On November 15, 2022, the Dodgers added Busch to the 40-man roster to protect him from the Rule 5 draft. He was optioned to Oklahoma City to begin the 2023 season. He was called up to the majors for the first time on April 25 and made his debut as the designated hitter against the Pittsburgh Pirates. He was selected as the organizations Minor League Player of the Year after he hit .323 with 27 home runs and 90 RBI in 98 games for Oklahoma City, helping them win the Pacific Coast League (PCL) championship. In 2023 in Triple A he played primarily third base (61 games) and second base (26 games). He was honored after the season as the MVP and Top Prospect of the PCL.

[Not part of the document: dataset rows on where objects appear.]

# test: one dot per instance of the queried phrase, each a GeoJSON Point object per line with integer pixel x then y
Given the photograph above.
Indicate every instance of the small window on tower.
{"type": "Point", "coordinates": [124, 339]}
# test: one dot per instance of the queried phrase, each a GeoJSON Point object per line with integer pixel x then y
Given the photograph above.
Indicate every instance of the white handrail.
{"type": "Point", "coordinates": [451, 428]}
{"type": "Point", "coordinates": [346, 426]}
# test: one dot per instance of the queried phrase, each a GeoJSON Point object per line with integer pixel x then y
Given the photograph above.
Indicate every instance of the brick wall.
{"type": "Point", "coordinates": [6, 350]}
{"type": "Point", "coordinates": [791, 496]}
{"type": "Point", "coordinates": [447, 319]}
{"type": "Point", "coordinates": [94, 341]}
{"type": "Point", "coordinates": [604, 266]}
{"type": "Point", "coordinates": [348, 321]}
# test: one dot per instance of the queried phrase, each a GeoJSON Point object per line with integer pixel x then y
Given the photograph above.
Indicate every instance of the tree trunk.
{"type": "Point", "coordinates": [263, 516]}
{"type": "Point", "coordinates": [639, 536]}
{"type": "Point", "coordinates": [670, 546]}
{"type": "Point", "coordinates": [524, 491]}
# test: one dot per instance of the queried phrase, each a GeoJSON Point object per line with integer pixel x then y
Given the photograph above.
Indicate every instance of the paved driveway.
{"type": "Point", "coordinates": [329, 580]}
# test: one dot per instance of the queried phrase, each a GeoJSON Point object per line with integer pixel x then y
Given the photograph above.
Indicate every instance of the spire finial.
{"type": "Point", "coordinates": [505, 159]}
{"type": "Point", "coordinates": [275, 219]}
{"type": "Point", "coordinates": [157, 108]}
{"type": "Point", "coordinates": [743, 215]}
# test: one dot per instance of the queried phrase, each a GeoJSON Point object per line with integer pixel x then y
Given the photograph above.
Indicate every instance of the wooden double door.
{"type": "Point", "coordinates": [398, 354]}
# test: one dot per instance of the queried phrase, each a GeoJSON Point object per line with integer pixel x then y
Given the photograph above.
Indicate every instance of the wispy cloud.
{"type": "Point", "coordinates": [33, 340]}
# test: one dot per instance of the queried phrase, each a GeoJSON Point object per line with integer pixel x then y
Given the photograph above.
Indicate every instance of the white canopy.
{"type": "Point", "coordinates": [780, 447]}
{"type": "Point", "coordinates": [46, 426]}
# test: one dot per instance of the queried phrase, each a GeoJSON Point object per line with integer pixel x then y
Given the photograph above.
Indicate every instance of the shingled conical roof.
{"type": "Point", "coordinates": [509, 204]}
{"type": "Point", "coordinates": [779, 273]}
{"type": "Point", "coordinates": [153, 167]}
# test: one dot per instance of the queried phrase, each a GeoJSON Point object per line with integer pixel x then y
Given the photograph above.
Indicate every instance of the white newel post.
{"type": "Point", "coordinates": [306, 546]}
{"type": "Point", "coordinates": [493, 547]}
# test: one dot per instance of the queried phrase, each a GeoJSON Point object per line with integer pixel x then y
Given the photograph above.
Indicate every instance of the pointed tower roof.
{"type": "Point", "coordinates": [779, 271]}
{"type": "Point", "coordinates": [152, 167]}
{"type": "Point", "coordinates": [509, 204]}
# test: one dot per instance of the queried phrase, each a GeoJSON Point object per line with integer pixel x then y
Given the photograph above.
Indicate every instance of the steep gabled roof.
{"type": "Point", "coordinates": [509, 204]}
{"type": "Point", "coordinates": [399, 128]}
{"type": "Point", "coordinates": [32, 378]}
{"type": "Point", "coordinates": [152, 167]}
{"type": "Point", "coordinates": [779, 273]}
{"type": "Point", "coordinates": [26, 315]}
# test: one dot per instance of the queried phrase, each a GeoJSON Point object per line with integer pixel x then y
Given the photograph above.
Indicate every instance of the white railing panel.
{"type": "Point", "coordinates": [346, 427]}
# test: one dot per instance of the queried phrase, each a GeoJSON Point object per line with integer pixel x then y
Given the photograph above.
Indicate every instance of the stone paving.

In 2023 Busch played in 27 games in the majors, and hit .167/.247/.292 with two home runs and seven RBIs, with 27 strikeouts in 72 at bats. He played 13 games at third base, four at first base, one at second base, and eight at designated hitter. His first major league hit was a single off of Johan Oviedo of the Pirates, and his first MLB home run was off Gavin Williams of the Cleveland Guardians on August 24.

===Chicago Cubs===
On January 11, 2024, the Dodgers traded Busch and Yency Almonte to the Chicago Cubs in exchange for Jackson Ferris and Zyhir Hope. From April 10 to 15, Busch homered in five straight games, tying the longest streak by a Cub. Over the season, he would spend most of his time at first base, only playing 18 1/3 innings at second and third base combined. Busch finished the season with 21 home runs and 65 RBI while slashing .248/.335/.440.

Busch finished third in Phase 1 of fan voting for the 2025 MLB All-Star Game. On July 4, Busch became the first Cubs first baseman since Ernie Banks to have three-homer game. At the All-Star break he was slashing .290/.375/.550 with 19 home runs, three triples, 15 doubles, 45 runs on 87 hits, and 59 RBI. Busch's OPS of .925 was fifth in all of Major League Baseball. Busch ended the 2025 MLB Regular Season with a career-high 34 home runs and 90 RBI, slashing .261/.343/.523.